Since I don't have any OOTD photos racked up from "vacation" last week, I need to ease back into blogging. And let me clarify that by "vacation" I mean "a trip we took that wasn't relaxing AT ALL."
Here's a fact for you to chew on: anytime someone tells you, "We have a futon/blow up air mattress/really comfortable bed you can sleep on when you come visit," THEY ARE LYING. Or they have no idea just how horrific their futon/blow up air mattress/really comfortable bed really is.
For instance, once when we visited my sis, Tom and I slept on her futon. The first morning after we woke up, neither of us could stand up straight. Seriously sis? It was like sleeping on a feed sack. HORRIFIC.
And just this last week, when visiting my brother-in-law in Washington, we had the misfortune to sleep on a blow up air mattress for a week. Oy vey. Aside from being freezing cold on an air mattress, you can't sit on it without immediately sliding off (which I did on approximately three occasions), or bouncing your bed partner out of the bed.

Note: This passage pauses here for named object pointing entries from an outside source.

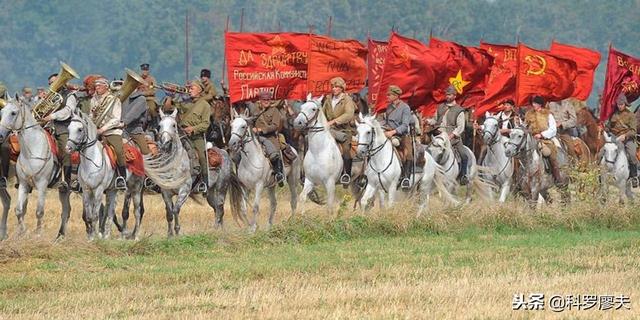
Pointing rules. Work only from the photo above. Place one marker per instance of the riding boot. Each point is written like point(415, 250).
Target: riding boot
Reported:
point(276, 164)
point(405, 182)
point(121, 178)
point(464, 180)
point(74, 185)
point(633, 175)
point(345, 179)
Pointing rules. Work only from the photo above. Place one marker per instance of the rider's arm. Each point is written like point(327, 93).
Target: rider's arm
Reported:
point(459, 125)
point(551, 131)
point(67, 110)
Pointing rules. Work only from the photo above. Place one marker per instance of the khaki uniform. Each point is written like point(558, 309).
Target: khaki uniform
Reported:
point(150, 95)
point(110, 124)
point(343, 114)
point(209, 92)
point(625, 123)
point(269, 122)
point(196, 114)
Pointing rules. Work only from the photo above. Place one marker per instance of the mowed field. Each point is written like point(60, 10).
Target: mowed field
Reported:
point(452, 263)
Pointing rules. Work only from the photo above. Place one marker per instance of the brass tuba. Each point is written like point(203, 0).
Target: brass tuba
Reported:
point(130, 84)
point(53, 101)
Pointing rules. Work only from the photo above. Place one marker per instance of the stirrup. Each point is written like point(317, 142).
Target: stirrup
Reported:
point(345, 179)
point(405, 183)
point(201, 187)
point(120, 183)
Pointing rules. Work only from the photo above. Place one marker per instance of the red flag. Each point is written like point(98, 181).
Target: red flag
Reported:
point(413, 67)
point(375, 64)
point(501, 84)
point(272, 62)
point(541, 73)
point(468, 69)
point(330, 58)
point(587, 61)
point(623, 76)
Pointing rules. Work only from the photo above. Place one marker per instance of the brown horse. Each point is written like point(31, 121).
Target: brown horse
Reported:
point(593, 137)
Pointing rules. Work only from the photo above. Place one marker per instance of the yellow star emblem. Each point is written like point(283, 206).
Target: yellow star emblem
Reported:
point(277, 45)
point(458, 82)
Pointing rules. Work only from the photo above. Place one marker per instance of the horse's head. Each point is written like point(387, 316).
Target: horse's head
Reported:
point(168, 127)
point(79, 133)
point(240, 126)
point(366, 134)
point(309, 112)
point(610, 149)
point(491, 128)
point(439, 146)
point(517, 141)
point(11, 118)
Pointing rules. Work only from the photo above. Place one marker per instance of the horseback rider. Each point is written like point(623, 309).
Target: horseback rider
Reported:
point(268, 124)
point(61, 119)
point(396, 122)
point(543, 126)
point(106, 111)
point(450, 117)
point(623, 125)
point(134, 117)
point(194, 121)
point(339, 109)
point(4, 147)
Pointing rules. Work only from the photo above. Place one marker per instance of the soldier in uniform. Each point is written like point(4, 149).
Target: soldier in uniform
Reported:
point(397, 122)
point(209, 90)
point(543, 127)
point(134, 117)
point(4, 147)
point(61, 120)
point(110, 126)
point(194, 120)
point(150, 94)
point(268, 124)
point(339, 109)
point(450, 117)
point(623, 125)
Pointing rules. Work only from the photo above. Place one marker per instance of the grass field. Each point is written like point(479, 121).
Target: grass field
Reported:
point(463, 263)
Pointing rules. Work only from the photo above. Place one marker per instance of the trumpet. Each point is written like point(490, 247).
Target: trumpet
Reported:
point(171, 87)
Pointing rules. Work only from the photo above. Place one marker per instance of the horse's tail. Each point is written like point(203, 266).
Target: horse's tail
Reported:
point(238, 196)
point(482, 186)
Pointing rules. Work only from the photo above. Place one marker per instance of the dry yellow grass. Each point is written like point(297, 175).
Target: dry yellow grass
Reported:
point(436, 267)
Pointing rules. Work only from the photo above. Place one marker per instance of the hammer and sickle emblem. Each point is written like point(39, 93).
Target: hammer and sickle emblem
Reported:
point(536, 63)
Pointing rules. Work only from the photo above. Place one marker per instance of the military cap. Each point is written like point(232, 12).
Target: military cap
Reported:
point(395, 90)
point(338, 82)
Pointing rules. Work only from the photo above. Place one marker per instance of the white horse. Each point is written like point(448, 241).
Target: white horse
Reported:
point(95, 175)
point(500, 166)
point(382, 164)
point(442, 152)
point(35, 166)
point(322, 161)
point(254, 169)
point(614, 167)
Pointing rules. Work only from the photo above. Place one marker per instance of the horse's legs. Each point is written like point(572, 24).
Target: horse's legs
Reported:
point(111, 211)
point(256, 207)
point(168, 206)
point(272, 205)
point(6, 203)
point(369, 191)
point(66, 211)
point(21, 207)
point(177, 206)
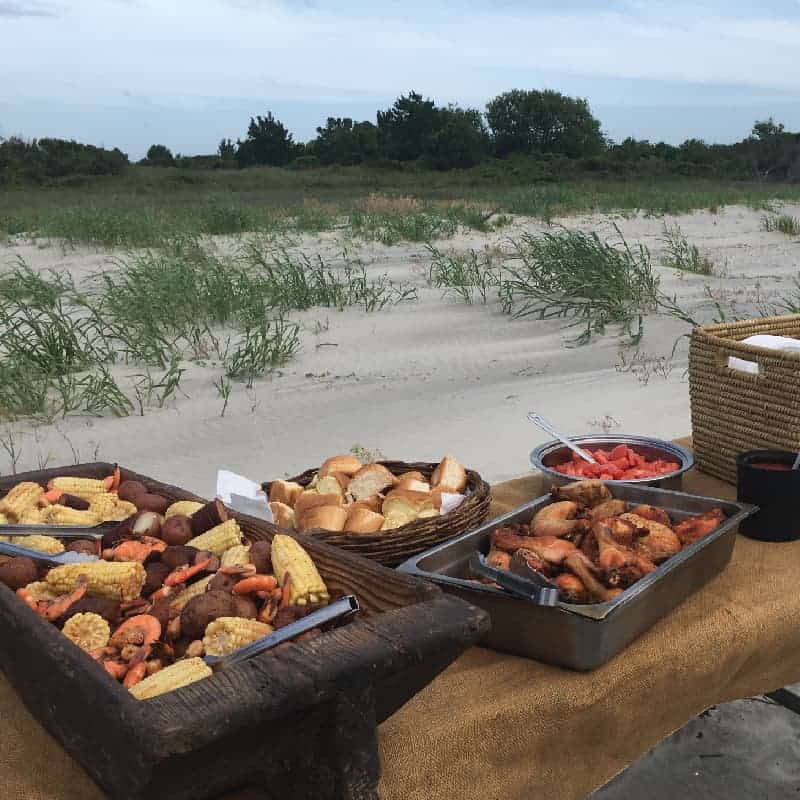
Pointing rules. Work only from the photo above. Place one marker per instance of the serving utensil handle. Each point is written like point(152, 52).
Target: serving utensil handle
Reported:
point(15, 551)
point(344, 607)
point(547, 427)
point(519, 587)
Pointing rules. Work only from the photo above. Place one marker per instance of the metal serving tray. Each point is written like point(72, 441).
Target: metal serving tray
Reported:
point(582, 637)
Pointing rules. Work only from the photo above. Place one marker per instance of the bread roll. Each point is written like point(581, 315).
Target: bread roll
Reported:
point(414, 476)
point(348, 465)
point(362, 520)
point(373, 503)
point(413, 485)
point(370, 480)
point(343, 479)
point(449, 476)
point(404, 506)
point(309, 500)
point(284, 492)
point(330, 485)
point(328, 518)
point(393, 521)
point(282, 514)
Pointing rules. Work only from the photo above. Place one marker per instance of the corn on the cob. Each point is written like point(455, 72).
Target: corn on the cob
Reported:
point(307, 586)
point(33, 516)
point(236, 556)
point(42, 544)
point(218, 539)
point(87, 488)
point(193, 590)
point(226, 634)
point(183, 507)
point(61, 515)
point(116, 580)
point(89, 631)
point(40, 590)
point(20, 499)
point(109, 508)
point(181, 673)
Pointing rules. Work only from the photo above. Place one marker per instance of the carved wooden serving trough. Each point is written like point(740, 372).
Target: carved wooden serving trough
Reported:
point(296, 723)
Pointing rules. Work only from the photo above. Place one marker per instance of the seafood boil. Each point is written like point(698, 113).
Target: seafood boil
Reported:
point(593, 546)
point(175, 581)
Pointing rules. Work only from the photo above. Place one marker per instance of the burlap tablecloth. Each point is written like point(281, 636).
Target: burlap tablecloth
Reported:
point(496, 726)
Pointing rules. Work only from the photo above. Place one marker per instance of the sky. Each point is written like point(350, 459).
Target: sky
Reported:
point(187, 73)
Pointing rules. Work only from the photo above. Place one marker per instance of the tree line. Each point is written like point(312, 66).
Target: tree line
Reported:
point(559, 134)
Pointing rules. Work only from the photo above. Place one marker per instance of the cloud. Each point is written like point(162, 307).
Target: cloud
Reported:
point(11, 8)
point(349, 57)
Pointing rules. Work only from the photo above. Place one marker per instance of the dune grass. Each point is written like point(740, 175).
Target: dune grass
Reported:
point(576, 276)
point(155, 309)
point(782, 223)
point(464, 275)
point(146, 205)
point(680, 254)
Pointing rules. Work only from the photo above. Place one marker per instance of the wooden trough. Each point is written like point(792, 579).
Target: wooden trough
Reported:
point(297, 723)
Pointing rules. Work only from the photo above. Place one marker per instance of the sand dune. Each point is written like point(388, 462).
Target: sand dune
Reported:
point(424, 378)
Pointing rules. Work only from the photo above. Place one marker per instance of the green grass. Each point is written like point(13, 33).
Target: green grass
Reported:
point(146, 205)
point(782, 223)
point(576, 276)
point(680, 254)
point(464, 275)
point(157, 308)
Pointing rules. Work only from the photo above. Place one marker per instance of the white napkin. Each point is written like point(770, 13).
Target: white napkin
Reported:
point(782, 343)
point(229, 483)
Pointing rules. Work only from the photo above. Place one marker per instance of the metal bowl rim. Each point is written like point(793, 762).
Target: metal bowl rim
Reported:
point(686, 457)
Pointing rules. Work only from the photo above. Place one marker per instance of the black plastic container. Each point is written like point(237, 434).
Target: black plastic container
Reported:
point(776, 492)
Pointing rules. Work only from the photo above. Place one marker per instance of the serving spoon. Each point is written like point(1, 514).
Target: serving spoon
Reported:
point(344, 607)
point(548, 427)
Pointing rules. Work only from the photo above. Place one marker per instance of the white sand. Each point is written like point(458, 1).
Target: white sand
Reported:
point(422, 379)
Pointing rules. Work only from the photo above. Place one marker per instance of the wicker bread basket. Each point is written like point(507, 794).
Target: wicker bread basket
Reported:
point(395, 546)
point(735, 411)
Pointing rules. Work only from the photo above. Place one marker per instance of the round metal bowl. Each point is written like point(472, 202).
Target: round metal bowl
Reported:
point(548, 455)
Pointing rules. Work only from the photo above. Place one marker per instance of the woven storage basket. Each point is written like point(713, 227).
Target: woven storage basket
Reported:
point(395, 546)
point(735, 411)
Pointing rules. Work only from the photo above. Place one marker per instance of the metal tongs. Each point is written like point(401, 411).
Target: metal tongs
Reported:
point(344, 607)
point(93, 532)
point(521, 580)
point(15, 551)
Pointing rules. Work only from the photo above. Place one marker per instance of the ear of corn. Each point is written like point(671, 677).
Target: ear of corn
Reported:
point(121, 581)
point(42, 544)
point(218, 539)
point(61, 515)
point(89, 631)
point(236, 556)
point(193, 590)
point(109, 508)
point(33, 516)
point(86, 488)
point(20, 498)
point(41, 590)
point(307, 586)
point(183, 507)
point(181, 673)
point(226, 634)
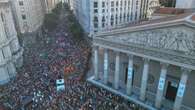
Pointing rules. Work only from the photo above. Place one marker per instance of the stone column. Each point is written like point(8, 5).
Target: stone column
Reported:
point(144, 80)
point(181, 89)
point(105, 66)
point(109, 14)
point(99, 15)
point(96, 62)
point(130, 75)
point(161, 85)
point(117, 71)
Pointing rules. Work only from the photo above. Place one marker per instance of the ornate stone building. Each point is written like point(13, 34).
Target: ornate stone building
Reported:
point(101, 15)
point(151, 64)
point(28, 14)
point(10, 50)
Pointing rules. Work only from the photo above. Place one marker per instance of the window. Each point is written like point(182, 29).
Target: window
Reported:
point(103, 10)
point(103, 4)
point(112, 4)
point(95, 10)
point(95, 4)
point(21, 3)
point(23, 17)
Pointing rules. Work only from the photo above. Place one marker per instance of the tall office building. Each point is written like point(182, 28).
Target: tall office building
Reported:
point(100, 15)
point(29, 14)
point(10, 50)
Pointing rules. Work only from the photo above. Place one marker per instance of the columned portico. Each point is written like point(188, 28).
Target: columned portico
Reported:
point(105, 78)
point(181, 89)
point(161, 85)
point(157, 82)
point(130, 75)
point(144, 80)
point(117, 69)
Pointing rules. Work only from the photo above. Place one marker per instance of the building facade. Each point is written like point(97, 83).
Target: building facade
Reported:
point(151, 64)
point(108, 14)
point(28, 14)
point(51, 4)
point(10, 50)
point(185, 4)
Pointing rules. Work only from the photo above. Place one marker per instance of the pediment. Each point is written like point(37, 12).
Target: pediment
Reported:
point(179, 39)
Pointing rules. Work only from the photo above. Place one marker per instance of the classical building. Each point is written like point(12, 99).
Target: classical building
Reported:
point(28, 14)
point(185, 4)
point(100, 15)
point(151, 63)
point(10, 50)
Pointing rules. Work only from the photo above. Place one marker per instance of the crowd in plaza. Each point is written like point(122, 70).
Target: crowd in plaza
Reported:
point(58, 55)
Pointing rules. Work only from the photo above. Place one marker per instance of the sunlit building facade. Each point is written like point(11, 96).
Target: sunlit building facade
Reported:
point(28, 14)
point(151, 63)
point(10, 50)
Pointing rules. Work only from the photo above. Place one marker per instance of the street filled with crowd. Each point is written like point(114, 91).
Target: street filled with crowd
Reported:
point(58, 55)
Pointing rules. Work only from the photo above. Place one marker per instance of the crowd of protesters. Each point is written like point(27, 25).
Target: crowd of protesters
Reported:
point(58, 55)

The second morning that we were there, Gavin came in and asked, "Mommy - why are you sleeping on balloons?" I WISH I KNEW.
My brother-in-law assured us prior to our visit that "our air mattress is really comfortable." LYING BASTARD. Have YOU slept on it? I highly doubt it, or you would stop pawning it off on innocent out-of-towners.
Aside from a few trips into beautiful downtown Spokane (particularly the Riverfront area, and I am being completely serious about that), to quote a line from an old Ben Stiller movie, Keeping the Faith, our trip was "...mostly horrible with a few brief moments of excruciating agony." Let's just say we were in the midst of a lot of family angst, gross pre-teen boys doing gross pre-teen boy things, and the sassypants to beat all sassypants (my niece).
The awesome part of that last thing? Was that anytime she was sassing her parents, my kids started dancing around her and shouting, "You are a sassypants! You are a sassypants!"